What does he think about this man who sits in the street and plays?

For several minutes, Arrow does nothing. She watches the sniper through the scope of her rifle and listens to the music lift off the street. It makes her sad. A heavy, slow kind of sad, the sort that does not bring you to tears but makes you feel like crying. It is, she thinks, the worst feeling there could be.

Her finger is still on the trigger. If he moves, she will fire. But he does not move. The music is nearly finished, and he hasn’t shifted a millimetre. She begins to doubt herself, wonders if he’s real, if it’s possible he’s a decoy. But then he moves, and she knows what she sees is a person.

His head leans back slightly, and she sees that his eyes are closed, that he’s no longer looking through his scope. She knows what he’s doing. It’s very clear to her, unmistakable. He’s listening to the music. And then Arrow knows why he didn’t fire yesterday.

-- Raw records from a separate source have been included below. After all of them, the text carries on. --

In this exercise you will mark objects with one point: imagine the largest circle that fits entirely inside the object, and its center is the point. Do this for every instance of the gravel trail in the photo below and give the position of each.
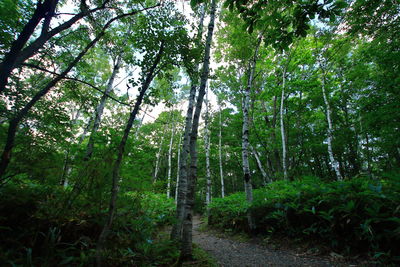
(230, 253)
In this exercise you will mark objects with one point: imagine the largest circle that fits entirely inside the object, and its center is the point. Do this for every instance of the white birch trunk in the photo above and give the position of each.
(284, 160)
(141, 122)
(158, 156)
(170, 158)
(334, 162)
(100, 109)
(221, 171)
(266, 178)
(207, 150)
(177, 229)
(177, 172)
(245, 136)
(186, 251)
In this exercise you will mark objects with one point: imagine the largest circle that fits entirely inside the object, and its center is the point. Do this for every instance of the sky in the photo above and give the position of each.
(124, 75)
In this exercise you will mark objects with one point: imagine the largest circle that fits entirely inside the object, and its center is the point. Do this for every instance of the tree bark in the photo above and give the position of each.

She wants him to move his hand, to make a move that will decide for her what she will do. Because she is, at once, sure of two things. The first is that she does not want to kill this man, and the second is that she must.

Time is running out. There’s no reason not to kill him. A sniper of his ability has without doubt killed dozens, if not hundreds. Not just soldiers. Women crossing streets. Children in playgrounds. Old men in
water lines. She knows this to a certainty. Yet she doesn’t want to pull her trigger. All because she can see that he doesn’t want to pull his.